Diversification through creativity at the Cultural Investment Conference (Riyadh)

Saudi Arabia invests in the creative industries to diversify away from fossil fuels. The inaugural Cultural Investment Conference in Riyadh welcomed global speakers from Sony Pictures Entertainment, Sotheby’s, the Morgan Library and Museum, and Goldman Sachs to explore the role creative industries in  play in Vision 2030, Crown Prince Mohammed bin Salman Al Saud’s national transformation plan for a “vibrant society, a thriving economy and an ambitious nation.”

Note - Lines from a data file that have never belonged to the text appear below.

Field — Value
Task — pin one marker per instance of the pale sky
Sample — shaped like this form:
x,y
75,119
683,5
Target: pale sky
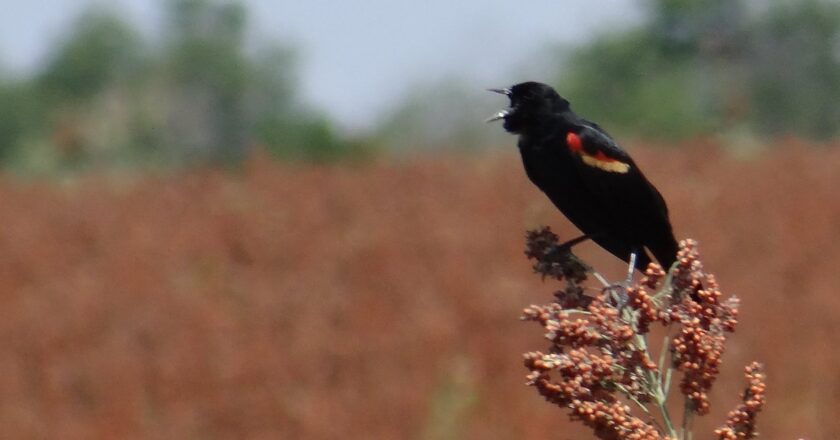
x,y
358,57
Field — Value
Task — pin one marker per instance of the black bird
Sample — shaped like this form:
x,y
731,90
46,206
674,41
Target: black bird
x,y
588,176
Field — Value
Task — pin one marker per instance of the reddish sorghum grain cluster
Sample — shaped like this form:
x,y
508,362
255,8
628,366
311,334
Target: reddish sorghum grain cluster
x,y
703,321
740,423
599,364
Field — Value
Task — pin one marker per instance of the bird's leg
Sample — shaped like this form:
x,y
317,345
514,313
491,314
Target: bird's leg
x,y
630,269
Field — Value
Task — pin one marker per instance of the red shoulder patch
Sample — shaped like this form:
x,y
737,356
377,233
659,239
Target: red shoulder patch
x,y
574,142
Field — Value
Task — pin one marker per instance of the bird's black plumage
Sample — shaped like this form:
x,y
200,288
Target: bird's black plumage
x,y
593,182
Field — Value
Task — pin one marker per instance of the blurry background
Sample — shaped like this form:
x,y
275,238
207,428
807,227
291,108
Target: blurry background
x,y
287,220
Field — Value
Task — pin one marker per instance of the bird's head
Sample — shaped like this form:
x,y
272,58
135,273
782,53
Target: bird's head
x,y
531,103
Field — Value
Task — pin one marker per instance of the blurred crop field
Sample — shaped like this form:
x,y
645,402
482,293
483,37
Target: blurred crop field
x,y
377,300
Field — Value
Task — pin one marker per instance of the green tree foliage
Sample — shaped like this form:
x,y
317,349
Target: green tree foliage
x,y
701,66
106,96
795,73
100,50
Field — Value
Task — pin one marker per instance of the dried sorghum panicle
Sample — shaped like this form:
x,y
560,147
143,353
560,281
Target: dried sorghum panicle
x,y
741,422
551,259
598,352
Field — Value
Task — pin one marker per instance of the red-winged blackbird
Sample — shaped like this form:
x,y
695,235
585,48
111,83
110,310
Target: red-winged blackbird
x,y
588,176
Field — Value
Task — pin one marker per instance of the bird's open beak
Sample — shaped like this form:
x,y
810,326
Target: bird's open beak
x,y
503,113
497,116
505,92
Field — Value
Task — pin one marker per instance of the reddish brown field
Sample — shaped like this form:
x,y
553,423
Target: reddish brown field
x,y
376,301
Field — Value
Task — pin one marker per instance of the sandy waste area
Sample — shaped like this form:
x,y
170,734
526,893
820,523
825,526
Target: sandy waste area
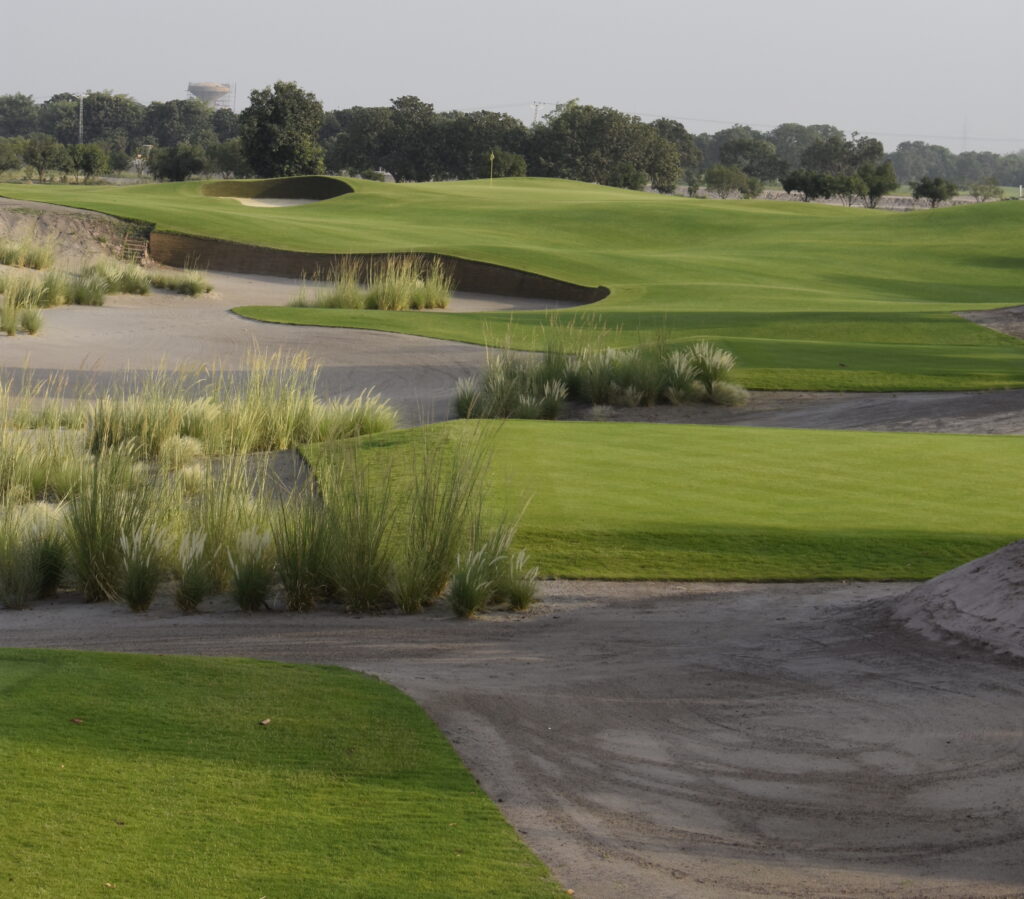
x,y
647,739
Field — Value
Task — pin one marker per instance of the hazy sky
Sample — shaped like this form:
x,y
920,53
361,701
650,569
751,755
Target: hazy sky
x,y
898,70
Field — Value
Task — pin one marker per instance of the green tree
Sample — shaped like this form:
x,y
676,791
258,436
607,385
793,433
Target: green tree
x,y
877,179
411,141
227,159
935,190
812,185
176,163
363,138
44,154
688,154
754,156
280,129
11,153
177,122
88,160
791,139
18,115
725,180
987,189
603,145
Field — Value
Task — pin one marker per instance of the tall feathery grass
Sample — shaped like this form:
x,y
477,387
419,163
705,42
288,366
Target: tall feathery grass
x,y
189,282
27,253
168,482
531,386
393,284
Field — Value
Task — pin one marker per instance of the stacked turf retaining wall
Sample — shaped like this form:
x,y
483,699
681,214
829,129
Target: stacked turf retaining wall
x,y
183,250
303,187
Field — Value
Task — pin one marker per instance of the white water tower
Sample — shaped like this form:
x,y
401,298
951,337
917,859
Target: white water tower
x,y
213,93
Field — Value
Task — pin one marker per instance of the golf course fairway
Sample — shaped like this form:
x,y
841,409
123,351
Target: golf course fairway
x,y
700,503
808,296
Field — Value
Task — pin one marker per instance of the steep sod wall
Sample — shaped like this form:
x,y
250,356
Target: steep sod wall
x,y
303,187
182,250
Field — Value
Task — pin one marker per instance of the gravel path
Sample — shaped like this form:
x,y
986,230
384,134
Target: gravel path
x,y
667,740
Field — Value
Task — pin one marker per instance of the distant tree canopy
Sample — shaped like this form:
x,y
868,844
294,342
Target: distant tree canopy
x,y
280,131
285,130
935,190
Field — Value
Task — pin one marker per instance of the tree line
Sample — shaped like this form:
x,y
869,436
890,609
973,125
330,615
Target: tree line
x,y
286,130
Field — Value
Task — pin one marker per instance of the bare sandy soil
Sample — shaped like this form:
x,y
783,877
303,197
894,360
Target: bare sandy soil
x,y
646,739
667,740
93,346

  • “Cultural Innovation as the New Oil” was the title of the plenary panel I joined. I described creativity and culture as the ultimate natural resource: a regenerative asset which every community possesses; a bridge between tradition and innovation; and a source of long-term impact for future generations (watch the video).
  • Investing at scale. Sovereign investment through Saudi’s Cultural Development Fund and Cultural Assets Group is substantial, with $40 billion expected to boost the country’s creative economy by 2030, including: a $234 million film fund; a $227 million visual arts fund; and an $80 million fashion fund. This is in addition to the Saudi’s Public Investment Fund participation in an investor consortium currently purchasing video game company Electronic Arts for $55 billion. 
  • Making new heritage. Vision 2030 depends on art, design, culture and creativity to meet its goals for Business and Economy and Tourism and Heritage. The Cultural Investment Conference emphasized the need for “inclusive investment,” and tackled questions of measuring return on investment beyond financial terms. Women in senior roles at the Ministry of Culture and leading hallmark efforts like AlUla (a living museum of tangible and intangible heritage) and the Diriyah Contemporary Art Biennial demonstrate how in Saudi – like the rest of the world – the creative economy offers a natural opportunity for gender lens investors.

Laura Callanan is founding partner of Upstart Co-Lab.

This groundswell of attention for market rate investment opportunities in the creative industries (including film & TV, video games, fashion, beauty, food) coincides with the 10th anniversary of Upstart Co-Lab.

Guest posts on ImpactAlpha represent the opinions of their authors and do not necessarily reflect the views of ImpactAlpha.